I myself identify as a Côte-Rôtie-tail rider, because on the rare occasion I get to drink the stuff, usually someone else is paying. My favorite wine drinking experience is no exception. I was traveling through Provence a few years ago, and during our pause in Nice we ate at Chanticleer, the restaurant in the wonderful old belle-epoque Hotel Negresco. I ordered (and my friend Diana paid for) a bottle of 1990 Guigal “La Landonne,” perhaps the most prestigious of the La La’s.
It was a revelation. Most of all I remember the layers: waves of sensory experiences washed over my tongue, and all the different textures, flavors, and intensities were so beautifully differentiated. Each sip was like biting into a bonbon, not because the wine was sweet, but because drinking it was like sinking your teeth into the hard chocolate, then hitting some ganache, then puncturing a juicy red cherry inside. The wine was concentrated, sure, but mostly I remember it was perfectly balanced. I remember a little scorched earth. And I recall that the magical La Landonne, which I ate with a plate of pigeon breast, conspired with the chef transform that humble bird into something noble. I swear everyone at the table thought it was filet mignon or tender slices of roasted lamb.

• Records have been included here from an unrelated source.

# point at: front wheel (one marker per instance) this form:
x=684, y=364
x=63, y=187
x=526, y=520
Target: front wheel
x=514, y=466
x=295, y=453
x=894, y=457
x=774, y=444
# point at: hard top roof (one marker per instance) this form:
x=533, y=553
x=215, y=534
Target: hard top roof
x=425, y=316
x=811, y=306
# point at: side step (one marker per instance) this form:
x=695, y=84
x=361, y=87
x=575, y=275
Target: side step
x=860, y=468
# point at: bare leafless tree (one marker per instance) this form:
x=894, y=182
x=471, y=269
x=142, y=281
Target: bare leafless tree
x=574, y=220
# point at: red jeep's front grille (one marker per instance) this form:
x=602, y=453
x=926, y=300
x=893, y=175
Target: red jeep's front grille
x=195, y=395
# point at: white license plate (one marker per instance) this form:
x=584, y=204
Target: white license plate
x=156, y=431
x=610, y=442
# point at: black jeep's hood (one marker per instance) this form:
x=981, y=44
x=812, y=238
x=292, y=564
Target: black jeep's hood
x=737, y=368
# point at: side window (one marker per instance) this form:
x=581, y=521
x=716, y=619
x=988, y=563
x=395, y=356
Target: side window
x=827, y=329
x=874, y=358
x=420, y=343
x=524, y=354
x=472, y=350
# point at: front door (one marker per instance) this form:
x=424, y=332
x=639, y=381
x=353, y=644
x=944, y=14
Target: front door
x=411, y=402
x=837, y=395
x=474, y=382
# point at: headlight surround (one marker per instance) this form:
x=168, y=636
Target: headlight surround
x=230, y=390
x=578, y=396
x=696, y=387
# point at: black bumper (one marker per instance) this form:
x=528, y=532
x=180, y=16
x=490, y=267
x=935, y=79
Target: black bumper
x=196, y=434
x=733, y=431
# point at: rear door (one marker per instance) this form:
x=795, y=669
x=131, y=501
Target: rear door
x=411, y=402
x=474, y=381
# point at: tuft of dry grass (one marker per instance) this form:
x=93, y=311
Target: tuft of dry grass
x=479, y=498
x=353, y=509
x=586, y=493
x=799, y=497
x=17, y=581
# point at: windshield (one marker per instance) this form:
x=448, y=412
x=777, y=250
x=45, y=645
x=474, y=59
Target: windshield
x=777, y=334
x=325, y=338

During a recent blind tasting of northern Rhônes I attended, the group favorite was Michel and Stephane Ogier’s Côte Rôtie from the 2004 vintage, which costs $73. “Archetypal Rhône,” said one taster. “I loved the pepper,” said another. I thought it had a really engaging nose, full of cherry and violet aromas, and although my notes called its mouthfeel “vivid,” I didn’t rate it as highly as my most memorable drink of the evening, a Guigal. But not a La La. It turned out to be a lowly Crozes Hermitage (from the appellation just to the south of Côte Rôtie, also made of syrah), but I was attracted by its dark garnet color, the cherry and chocolate on the nose, its clean mouthfeel. “It’s all happens on the finish,” I wrote. “Loads of cherry, ripe raspberry, long. This wine put on weight, and the fruit flavors got darker.”
The group thought it was too sweet, but what the hell — it retails for only $21. It’d can be the next northern Rhône I’ll buy if I have to pay.